2. Originally Posted by mathdonkey
... how I can prove quadrilateral W(-0.5, 1.5) X(4, 1) Y(3.5, 5.5) Z(-1, 6) is infact, a rhombus.
Hi,

a quadrilateral with 4 equal sides is a rhombus. Therefore calculate the length of the sides. If they are all equal then the quadrilateral is a rhombus.

Hint: If you have 2 points $P_1(x_1, y_1)$ and $P_2(x_2, y_2)$ then the distance between these 2 points is calculated by:

$d(P_1P_2) = \sqrt{(x_1-x_2)^2+(y_1-y_2)^2}$

3. Originally Posted by earboth
Hi,

a quadrilateral with 4 equal sides is a rhombus. Therefore calculate the length of the sides. If they are all equal then the quadrilateral is a rhombus.
Really??? That's it?

I looked at this site and assumed more would be needed!

4. Originally Posted by mathdonkey
Really??? That's it?

I looked at this site and assumed more would be needed!
I'm awfully sorry but math is not that complicated then you believe it is. Even the mentioned site states nothing but that the sides are all equal.

Am I a hero now?

5. Originally Posted by earboth
I'm awfully sorry but math is not that complicated then you believe it is. Even the mentioned site states nothing but that the sides are all equal.

Am I a hero now?
Definately.

I guess if all sides in a quadrilateral are equal then all the other properties must be true too?

6. Hello, mathdonkey

If you think that this is a difficult problem, you ain't seen nothing yet!

Prove that quadrilateral: W(-½, 1½), X(4, 1), Y(3½, 5½), Z(-1, 6) is a rhombus.
It's always a good idea to make a sketch . . .

Code:
          Z   |
*   |             Y
(-1,6) |             *
|          (3½,5½)
|
|
|
W |
* |               X
(-½,1½)|               *
|             (4,1)
- - - - + - - - - - - - - - -
|

Do you know what makes a quadrilateral a rhombus?
. . That's right . . . it has four equal sides.

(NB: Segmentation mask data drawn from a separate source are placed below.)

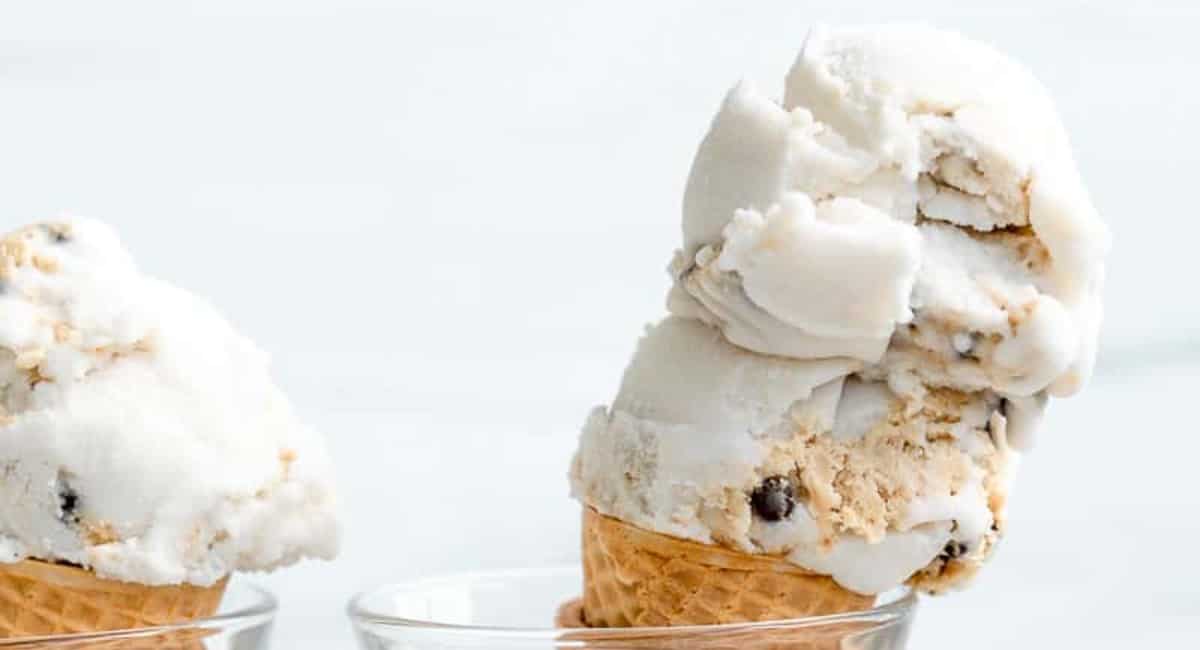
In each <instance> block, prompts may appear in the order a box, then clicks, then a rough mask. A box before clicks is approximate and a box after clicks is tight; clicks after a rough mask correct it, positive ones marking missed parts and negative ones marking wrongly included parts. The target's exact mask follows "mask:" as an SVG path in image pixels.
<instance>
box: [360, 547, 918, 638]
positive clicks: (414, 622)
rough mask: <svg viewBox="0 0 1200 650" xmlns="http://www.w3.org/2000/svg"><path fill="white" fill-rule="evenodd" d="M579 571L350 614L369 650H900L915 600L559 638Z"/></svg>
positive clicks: (504, 584)
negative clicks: (677, 625) (848, 611)
mask: <svg viewBox="0 0 1200 650" xmlns="http://www.w3.org/2000/svg"><path fill="white" fill-rule="evenodd" d="M582 579H583V577H582V571H581V570H580V568H578V567H570V568H533V570H510V571H494V572H484V573H469V574H460V576H449V577H443V578H432V579H425V580H418V582H412V583H402V584H392V585H385V586H380V588H378V589H374V590H371V591H366V592H362V594H360V595H358V596H355V597H354V598H353V600H352V601H350V603H349V607H348V614H349V616H350V620H352V622H353V625H354V631H355V634H356V637H358V640H359V643H360V645H361V648H364V649H365V650H451V649H480V648H496V649H505V650H533V649H538V650H553V649H562V648H574V649H599V648H604V649H636V650H649V649H662V648H671V649H689V650H691V649H696V650H716V649H730V650H733V649H754V650H768V649H770V650H802V649H803V650H834V649H838V650H900V649H902V648H905V644H906V642H907V638H908V630H910V627H911V625H912V619H913V615H914V613H916V607H917V597H916V596H914V595H913V594H912V592H911V591H910V590H907V589H898V590H895V591H892V592H888V594H884V595H882V596H881V597H880V600H878V603H877V604H876V607H874V608H872V609H868V610H863V612H852V613H848V614H838V615H832V616H811V618H804V619H791V620H780V621H769V622H752V624H731V625H706V626H690V627H637V628H558V627H554V620H556V615H557V613H558V610H559V608H560V607H562V606H563V604H565V603H566V602H569V601H571V600H574V598H577V597H578V595H580V591H581V585H582Z"/></svg>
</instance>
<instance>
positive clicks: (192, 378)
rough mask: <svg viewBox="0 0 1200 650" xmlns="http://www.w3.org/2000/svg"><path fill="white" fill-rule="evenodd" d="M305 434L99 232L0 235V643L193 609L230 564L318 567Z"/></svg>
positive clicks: (25, 228)
mask: <svg viewBox="0 0 1200 650" xmlns="http://www.w3.org/2000/svg"><path fill="white" fill-rule="evenodd" d="M337 542H338V534H337V520H336V513H335V495H334V487H332V471H331V468H330V461H329V457H328V455H326V451H325V449H324V443H323V440H322V439H320V438H319V437H318V435H317V434H316V433H314V432H312V431H311V429H308V428H307V427H306V426H304V425H302V423H301V422H300V421H299V420H298V419H296V416H295V414H294V413H293V410H292V407H290V405H289V403H288V401H287V398H286V397H284V396H283V393H282V392H281V391H280V390H278V389H277V387H276V385H275V384H274V381H272V380H271V377H270V374H269V372H268V360H266V357H265V355H264V354H263V353H262V351H260V350H259V349H258V348H256V347H254V345H253V344H252V343H251V342H250V341H247V339H246V338H245V337H242V336H241V335H239V333H238V332H236V331H234V330H233V329H232V327H230V325H229V324H228V323H227V321H226V320H224V318H222V315H221V314H218V313H217V312H216V311H215V309H214V308H212V307H211V306H210V305H208V303H206V302H205V301H203V300H200V299H198V297H197V296H194V295H192V294H188V293H186V291H184V290H181V289H178V288H175V287H172V285H169V284H166V283H163V282H160V281H157V279H155V278H152V277H148V276H145V275H143V273H142V272H139V270H138V267H137V266H136V265H134V263H133V260H132V259H131V257H130V255H128V253H126V251H125V249H124V248H122V247H121V243H120V242H119V240H118V237H116V235H115V233H114V231H113V230H112V229H110V228H109V227H107V225H104V224H102V223H100V222H95V221H86V219H72V221H64V222H58V223H42V224H35V225H30V227H26V228H22V229H18V230H16V231H12V233H10V234H7V235H4V239H2V240H0V638H4V637H24V636H42V634H52V633H65V632H90V631H100V630H113V628H126V627H145V626H154V625H164V624H172V622H180V621H185V620H191V619H196V618H202V616H206V615H209V614H211V613H212V612H214V610H215V608H216V607H217V604H218V602H220V600H221V595H222V590H223V588H224V584H226V582H227V579H228V577H229V576H230V574H232V573H233V572H235V571H265V570H271V568H275V567H281V566H284V565H289V564H293V562H295V561H298V560H300V559H302V558H326V559H328V558H332V556H334V554H335V553H336V549H337Z"/></svg>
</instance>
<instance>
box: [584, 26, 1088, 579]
mask: <svg viewBox="0 0 1200 650" xmlns="http://www.w3.org/2000/svg"><path fill="white" fill-rule="evenodd" d="M1108 247H1109V234H1108V230H1106V229H1105V227H1104V224H1103V223H1102V222H1100V221H1099V218H1098V216H1097V212H1096V210H1094V207H1093V206H1092V204H1091V203H1090V199H1088V197H1087V192H1086V191H1085V188H1084V187H1082V183H1081V181H1080V179H1079V175H1078V173H1076V170H1075V165H1074V162H1073V160H1072V155H1070V149H1069V145H1068V142H1067V137H1066V134H1064V131H1063V128H1062V126H1061V124H1060V120H1058V118H1057V115H1056V113H1055V109H1054V106H1052V102H1051V101H1050V98H1049V96H1048V94H1046V92H1045V90H1044V89H1043V88H1042V86H1040V84H1038V82H1037V80H1036V79H1034V78H1033V77H1032V76H1031V74H1030V73H1028V72H1027V71H1026V70H1024V68H1022V67H1021V66H1019V65H1018V64H1015V62H1013V61H1010V60H1008V59H1006V58H1004V56H1002V55H1000V54H998V53H996V52H995V50H992V49H991V48H989V47H986V46H984V44H980V43H977V42H973V41H968V40H966V38H962V37H960V36H958V35H954V34H948V32H943V31H937V30H934V29H930V28H923V26H881V28H863V29H840V30H830V29H824V28H818V29H815V30H812V32H811V34H810V35H809V37H808V40H806V41H805V44H804V48H803V50H802V53H800V55H799V58H798V59H797V61H796V64H794V65H793V67H792V70H791V72H790V73H788V76H787V82H786V85H785V89H784V94H782V100H781V101H775V100H773V98H770V96H769V95H766V94H763V92H761V91H760V90H757V89H756V88H755V86H752V85H751V84H745V83H743V84H739V85H738V86H736V88H734V89H733V90H732V91H731V92H730V94H728V96H727V97H726V100H725V102H724V104H722V106H721V108H720V112H719V113H718V115H716V118H715V120H714V121H713V126H712V130H710V131H709V133H708V136H707V137H706V138H704V140H703V143H702V144H701V146H700V150H698V152H697V155H696V160H695V162H694V165H692V170H691V176H690V179H689V182H688V188H686V193H685V197H684V213H683V247H682V248H680V249H679V251H678V252H677V253H676V255H674V259H673V261H672V264H671V272H672V276H673V278H674V281H676V283H674V288H673V289H672V291H671V296H670V300H668V307H670V309H671V312H672V313H673V314H674V315H673V317H671V318H668V319H667V320H665V321H662V323H660V324H659V325H656V326H655V327H653V329H652V330H650V331H649V333H648V335H647V337H646V338H644V339H643V341H642V343H641V344H640V347H638V350H637V353H636V355H635V357H634V360H632V362H631V363H630V367H629V371H626V374H625V378H624V381H623V384H622V389H620V392H619V395H618V398H617V399H616V401H614V402H613V404H612V405H611V407H610V408H606V409H599V410H596V411H595V413H593V415H592V416H590V417H589V420H588V423H587V425H586V427H584V431H583V435H582V439H581V445H580V451H578V455H577V456H576V459H575V464H574V467H572V485H574V490H575V494H576V495H577V496H578V498H580V499H581V500H582V501H584V502H586V504H588V505H589V506H592V507H595V508H598V510H600V511H601V512H604V513H606V514H610V516H613V517H618V518H622V519H624V520H628V522H630V523H634V524H637V525H641V526H643V528H648V529H652V530H658V531H661V532H665V534H671V535H677V536H682V537H688V538H692V540H697V541H702V542H708V543H721V544H727V546H733V547H737V548H740V549H743V550H745V552H749V553H773V554H784V555H786V556H787V558H790V559H791V560H792V561H794V562H797V564H799V565H802V566H805V567H808V568H811V570H814V571H817V572H821V573H826V574H829V576H832V577H834V579H836V580H838V582H839V583H841V584H842V585H844V586H846V588H848V589H853V590H857V591H862V592H868V594H870V592H878V591H883V590H886V589H889V588H893V586H895V585H898V584H900V583H902V582H906V580H907V582H910V583H912V584H917V585H918V586H922V588H924V589H929V590H935V591H936V590H941V589H944V588H947V586H952V585H955V584H959V583H961V582H962V580H964V579H965V578H966V577H968V576H970V574H971V573H973V572H974V570H976V568H977V567H978V566H979V565H980V564H982V562H983V561H984V560H985V559H986V556H988V555H989V554H990V550H991V548H992V547H994V546H995V543H996V541H997V540H998V537H1000V535H1001V534H1002V531H1003V523H1004V504H1006V500H1007V492H1008V483H1009V480H1010V476H1012V471H1013V468H1014V463H1015V458H1016V453H1015V451H1014V450H1015V449H1021V450H1024V449H1028V446H1030V445H1031V444H1032V438H1033V433H1034V431H1036V428H1037V425H1038V421H1039V419H1040V415H1042V411H1043V409H1044V407H1045V403H1046V399H1048V397H1049V396H1068V395H1072V393H1074V392H1076V391H1078V390H1080V389H1081V386H1082V385H1084V384H1085V383H1086V380H1087V378H1088V375H1090V374H1091V371H1092V366H1093V362H1094V355H1096V342H1097V336H1098V331H1099V320H1100V289H1102V284H1103V276H1104V267H1103V263H1104V257H1105V254H1106V252H1108ZM779 485H784V486H785V487H784V488H779V487H778V486H779ZM768 487H769V488H770V489H776V490H778V489H785V490H786V492H787V495H788V501H786V502H788V504H792V502H793V501H794V508H792V507H788V508H786V510H774V511H773V510H766V511H764V510H762V508H763V506H760V505H756V502H757V501H756V494H761V492H762V490H764V489H767V488H768ZM776 496H778V494H776ZM763 502H764V501H763ZM772 502H773V504H775V505H776V506H778V504H782V502H785V501H784V500H781V499H778V498H776V499H774V500H773V501H772Z"/></svg>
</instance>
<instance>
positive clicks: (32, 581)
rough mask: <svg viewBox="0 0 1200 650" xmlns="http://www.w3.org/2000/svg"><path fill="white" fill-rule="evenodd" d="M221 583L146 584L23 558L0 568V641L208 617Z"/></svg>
mask: <svg viewBox="0 0 1200 650" xmlns="http://www.w3.org/2000/svg"><path fill="white" fill-rule="evenodd" d="M226 583H227V579H223V580H221V582H218V583H217V584H215V585H212V586H196V585H190V584H180V585H160V586H150V585H144V584H134V583H124V582H118V580H110V579H106V578H100V577H97V576H96V574H94V573H91V572H90V571H86V570H83V568H78V567H73V566H64V565H55V564H49V562H41V561H36V560H25V561H20V562H16V564H0V638H19V637H40V636H49V634H71V633H84V632H103V631H113V630H132V628H140V627H154V626H160V625H170V624H179V622H187V621H191V620H196V619H203V618H208V616H211V615H212V614H214V613H215V612H216V609H217V606H220V604H221V597H222V596H223V595H224V588H226Z"/></svg>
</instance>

Does WXYZ has four equal sides?
. . How can we determine if: . $WX \:=\: XY\:=\:YZ \:=\:ZW$ ?
That's right . . . the Distance Formula.

Go for it!

7. Originally Posted by mathdonkey
Definately.

I guess if all sides in a quadrilateral are equal then all the other properties must be true too?
That's really a perfect guess.

Probably you have found out that all sides of your quadrilateral have the same length with $l = \frac12 \cdot \sqrt{82} \approx 4.5277$

8. Originally Posted by Soroban
If you think that this is a difficult problem, you ain't seen nothing yet!
Haha, now that I know how to do it, it's actually quite easy!

I just over analyzed the problem. Blame it on my math phobia.

9. NB: After you’ve made your sketch, as Soroban did, you do not have to use the distance formula for all four sides! Just use the distance formula on any two adjacent sides, say WX and WZ. Then all you need to do next is show that the vectors $\vec{\mathrm{WX}}$ and $\vec{\mathrm{ZY}}$ are equal, i.e. the sides WX and ZY are equal and parallel. That is all.

Everyone here seems so one-tracked about this problem that they seem to have forgotten that the rhombus has other properties too. Recall that a rhombus is a parallelogram. So another way of proving that a quadrilateral is a rhombus is to show that it is a parallelogram with equal sides. Showing that it has four equal sides is only way – but not necessarily the easiest way. Don’t be too narrow-minded when you are solving math problems.

In fact, you can also show that it’s a rhombus without using the distance formula and messing around with squares and square roots at all. Once you’ve shown that $\vec{\mathrm{WX}}$ and $\vec{\mathrm{ZY}}$, the fact that the other two sides are also equal and parallel will follow; hence WXYZ is a parallelgram. To show that it’s a rhombus, take the dot product of $\vec{\mathrm{WY}}$ and $\vec{\mathrm{XZ}}$ and show that it is 0, i.e. the diagonals are perpendicular. The rhombus is the only parallelogram whose diagonals intersect perpendicularly.